Baker: Nehmen wir noch mal den Firefox-Browser. Wir bei Mozilla wollen unterbinden, dass jedes Unternehmen verfolgen kann, was Sie im Netz so anklicken. Aber bei unserer Arbeit hat sich herausgestellt, dass viele Websites so sehr von Trackern abhängen, dass sie ohne sie nicht mehr gut funktionieren. Wir müssen uns also fragen: Wie viele Seiten funktionieren nicht mehr? Wenn eine Seite nicht funktioniert, verstehen die Leute, warum das so ist? Juckt sie das überhaupt? Helfen wir ihnen noch damit? Selbst mit guten Absichten ist es ein langer Prozess, in dem wir herausfinden müssen, was für die Nutzerinnen und Nutzer das Richtige ist.
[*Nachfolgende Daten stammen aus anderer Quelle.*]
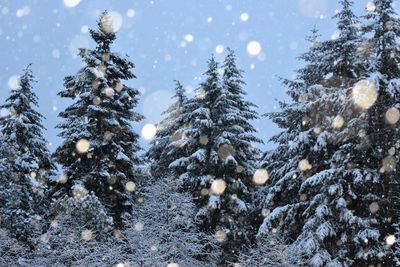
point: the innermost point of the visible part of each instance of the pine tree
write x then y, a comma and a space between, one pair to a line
163, 230
79, 234
382, 22
24, 158
99, 152
322, 192
220, 157
163, 150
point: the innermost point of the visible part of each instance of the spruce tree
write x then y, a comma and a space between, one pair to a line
322, 192
164, 231
383, 24
24, 159
220, 156
99, 151
164, 149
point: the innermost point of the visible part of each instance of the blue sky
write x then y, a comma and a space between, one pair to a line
167, 40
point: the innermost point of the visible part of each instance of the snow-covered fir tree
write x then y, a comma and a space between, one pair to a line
163, 230
163, 150
323, 190
219, 162
79, 234
273, 252
25, 160
99, 151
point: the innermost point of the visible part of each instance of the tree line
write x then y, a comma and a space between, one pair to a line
203, 194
Technologie ist für viele Menschen heute noch immer schwer zu verstehen. Und die meisten wollen einfach nur, dass alles funktioniert.

ZEIT ONLINE: Derzeit setzt man viele Technologien ein, ohne sich viele Gedanken über möglicherweise negative Konsequenzen zu machen. In den USA gibt es zum Beispiel ein System, das voraussagt, wie wahrscheinlich ein verurteilter Mensch wieder ein Verbrechen begeht. Eine Recherche der US-Investigativplattform ProPublica hat gezeigt, dass dieses System die Rückfallwahrscheinlichkeit bei schwarzen Menschen häufiger falsch einschätzt als bei weißen. Weil die Software Daten berücksichtigt, die auf möglicherweise von Vorurteilen geprägten Entscheidungen von Menschen basieren. Ist es nicht ein generelles Problem, dass man Technologien einsetzt, die noch nicht ausreichend getestet wurden?

Baker: Natürlich existiert der Druck, Produkte erst einmal auf den Markt zu bringen. Viele erfolgreiche Produkte aus dem Silicon Valley basieren auf diesem Modell: Liefere etwas aus, schau dir an, was den Leuten gefällt, und konzentriere dich auf diesen Aspekt. Ein iterativer Entwicklungsprozess, auf den wir als Nutzerin so größeren Einfluss haben. Aber natürlich kommt es vor, dass ein Unternehmen ein Produkt ausliefert und dann auf biases, auf Voreingenommenheiten, aufmerksam wird. Ich sehe darin auch etwas Positives.

ZEIT ONLINE: Etwas Positives?

Baker: Die biases in diesen Systemen bilden ja nach, womit Menschen sie gefüttert haben. Und damit führen uns diese Systeme vor Augen, welche Vorurteile wir haben. Bei der Verurteilung zu Gefängnisstrafen zum Beispiel. Es ist schrecklich, wenn künstliche Intelligenz oder ein anderes System zum Einsatz kommt und Menschen voreingenommen beurteilt. Die Realität ist aber, dass diese biases zustande kommen, weil zuvor Menschen Menschen schlecht behandelt haben. Wir hatten diese biases in der Vergangenheit, nun stecken sie in diesen Produkten und beurteilen Menschen weiter in einer unfairen Art und Weise. Ob das so sein darf, müssen wohl Regierungen und Juristen klären. Setzt man nun ein KI-System ein und bemerkt, dass das Resultat biases enthält, ist es aber einfacher, Korrekturen zu verlangen.

ZEIT ONLINE: Wie soll man denn solche Probleme beheben, wenn es sich um ein System handelt, das auf maschinellem Lernen basiert? Suggerieren die Daten, mit denen man ein solches System trainiert, dass eine schwarze Person mit größerer Wahrscheinlichkeit erneut straffällig wird, einfach weil schwarze Menschen in der Vergangenheit häufiger verurteilt wurden, dann ist es doch sehr schwer, diesen bias aus dem Softwaresystem herauszubekommen.

Baker: Richtig. Aber auch da denke ich, dass Technologie und Programmierer Teil der Lösung sein müssen. Die Gesellschaft kann natürlich sagen: Wir setzen diese Technologie nicht ein, bis ihr uns zeigen könnt, dass die Daten, mit denen diese Systeme trainiert werden, fehlerfrei sind. Dann müssen sich die Programmierer darum kümmern, andere Datensätze zu bekommen.